2. kejang parsial kompleks, menurut definisi, termasuk penurunan kesadaran. Pasien
tampaknya menjadi "out of touch," keluar "itu" atau "menatap ke ruang angkasa"
selama kejang. Inisiasi biasanya berasal dari lobus temporal atau lobus medial frontal
namun dapat berasal dari tempat lain. Kejang berlangsung dalam waktu kurang dari
30 menit dengan rata-rata 1-3 menit. Mungkin juga ada beberapa "kompleks" gejala
disebut Otomatisasi. Otomatisasi terdiri dari gerakan tak terkendali tetapi
terkoordinasi yang cenderung menjadi tujuan dan berulang-ulang. Otomatisasi umum
termasuk memukul bibir, mengunyah, gelisah dan berjalan. Jenis ketiga kejang parsial
adalah salah satu yang mulai sebagai kejang fokus dan berevolusi menjadi kejang
umum ("grand-mal") kejang.

Generalized Kejang Gejala


(Diproduksi oleh otak seluruh)
1. "Grand Mal" atau Generalized tonik-klonik Pingsan, kejang, kekakuan otot
2. Ketiadaan Singkat kehilangan kesadaran
3. Myoclonic Sporadis (terisolasi), gerakan menyentak
4. Klonik Berulang, menyentak gerakan
5. Tonik Kekakuan otot, kekakuan
6. Lemah Kehilangan otot
Bagan diambil dari Merritts Neurology2

Diagnosis
Diagnosis kejang dapat ditentukan dengan gejala klinis dari kejang yang ditentukan oleh
klasifikasi di atas.
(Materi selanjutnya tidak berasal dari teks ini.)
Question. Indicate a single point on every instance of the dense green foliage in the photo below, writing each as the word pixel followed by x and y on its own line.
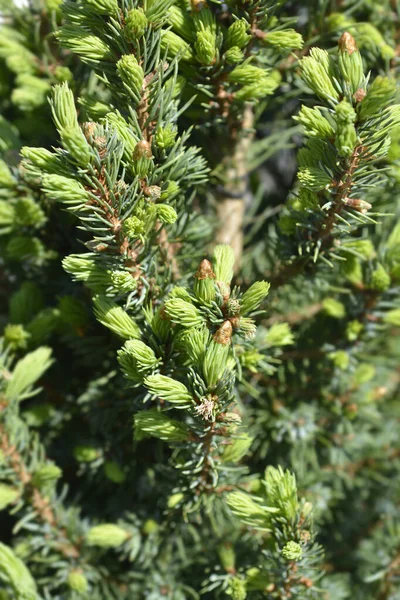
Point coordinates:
pixel 199 300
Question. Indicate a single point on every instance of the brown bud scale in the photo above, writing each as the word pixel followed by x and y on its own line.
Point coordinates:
pixel 205 270
pixel 347 43
pixel 223 335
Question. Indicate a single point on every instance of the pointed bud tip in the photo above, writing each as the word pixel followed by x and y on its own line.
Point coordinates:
pixel 223 335
pixel 205 270
pixel 347 43
pixel 142 150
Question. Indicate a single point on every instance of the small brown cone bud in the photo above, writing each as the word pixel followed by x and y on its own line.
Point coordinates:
pixel 223 335
pixel 347 43
pixel 198 5
pixel 205 270
pixel 359 95
pixel 225 290
pixel 152 191
pixel 359 205
pixel 142 150
pixel 89 129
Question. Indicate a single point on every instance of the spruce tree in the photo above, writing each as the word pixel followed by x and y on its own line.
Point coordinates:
pixel 199 300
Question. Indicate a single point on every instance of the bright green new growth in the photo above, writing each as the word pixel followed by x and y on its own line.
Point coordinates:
pixel 140 363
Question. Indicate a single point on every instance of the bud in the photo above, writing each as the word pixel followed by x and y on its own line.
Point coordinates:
pixel 6 178
pixel 227 556
pixel 150 526
pixel 333 308
pixel 237 589
pixel 152 423
pixel 233 55
pixel 171 191
pixel 107 535
pixel 7 216
pixel 350 63
pixel 205 46
pixel 314 123
pixel 346 136
pixel 134 227
pixel 356 204
pixel 169 390
pixel 259 89
pixel 135 24
pixel 152 191
pixel 380 279
pixel 392 317
pixel 204 287
pixel 8 495
pixel 287 39
pixel 183 313
pixel 253 297
pixel 28 213
pixel 166 213
pixel 86 453
pixel 380 95
pixel 104 7
pixel 115 318
pixel 215 362
pixel 123 282
pixel 63 107
pixel 224 260
pixel 165 137
pixel 353 330
pixel 142 156
pixel 292 551
pixel 89 47
pixel 175 46
pixel 83 268
pixel 132 76
pixel 314 178
pixel 123 132
pixel 206 408
pixel 237 448
pixel 247 327
pixel 15 337
pixel 113 472
pixel 246 74
pixel 77 581
pixel 237 34
pixel 65 190
pixel 315 70
pixel 136 360
pixel 232 307
pixel 363 247
pixel 47 474
pixel 181 23
pixel 157 10
pixel 279 334
pixel 223 335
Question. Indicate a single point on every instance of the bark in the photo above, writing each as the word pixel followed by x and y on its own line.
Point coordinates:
pixel 231 201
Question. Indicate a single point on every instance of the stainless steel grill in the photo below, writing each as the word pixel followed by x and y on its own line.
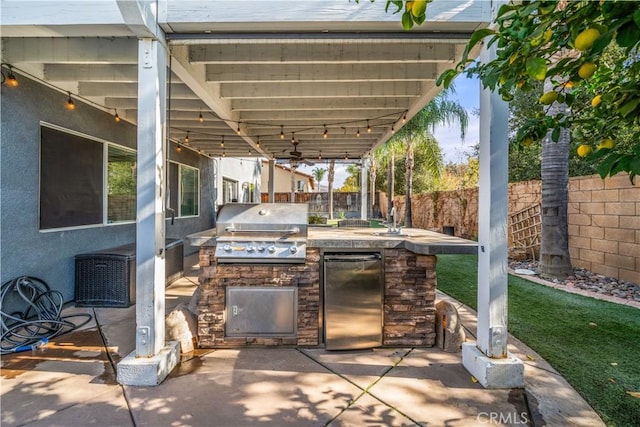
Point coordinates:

EEG dapat menguatkan diagnosis untuk membedakan kejang dengan
kondisi lain yang menyebabkan tidak sadar. Walaupun demikian EEG yang normal tidak
membuat diagnosis kejang dapat disingkirkan. Gambaran EEG yang spesifik dari epilepsy
dapat berupa abnormal spikes, polyspikes discharge, dan spikewave complexes. Kelainan
metabolic dan toksik harus disingkirkan karena kondisi ini tidak membutuhkan obat
antikejang.

Tata Laksana Kejang


Jika pasian anak datang dengan kejang, maka langkah pertama adalah tata laksana jalan napas
pada pasien. Setelah itu dapat diberika diazepam per rekatl dengan dosis 0,1 mg/kgBB. Jika
kejang masih berlanjut setelah 10 menit, berikan dosis kedua secara rektal atau berikan
diazepam IV 0,05 mg/kgBB. Jika kejang masih berlanjut setelah 10 menit kemudian, berikan
dosis ketiga diazepam atau berikan fenitoin IV 15 mg/kgBB (maksimal kecepaan pemberian
50mg/menit) atau fenobarbital IV atau IM 15 mg/kgBB dan rujuk ke RS dengan kemampuan
lebih tinmggi bila dalam 10 menit kemudian masih kejang untuk mendapatkan tata laksana
lebih lanjut.5

Daftar Pustaka
1. Simon RP, Greenberg DA, Aminoff MJ. Clinical Neurology. 7th ED. 2009. San
Fransisco: Mc Graw Hill LANGE.

2. Gram L, Dam M. Epilepsi explained. 1st edition. 1995. Munksgaard, Copenhagen.


3. Shorvon S. Handbook of Epilepsi Treatment. 2000. USA:Blackwell Science.
4. Rowland LP. Merritts Neurology. 11th ED. 2005. USA: Lippincott Williams &
Wilkins.
5. WHO. Pedoman Pelayanan Kesehatan Anak di Rumah Sakit. 2009. Jakarta: WHO.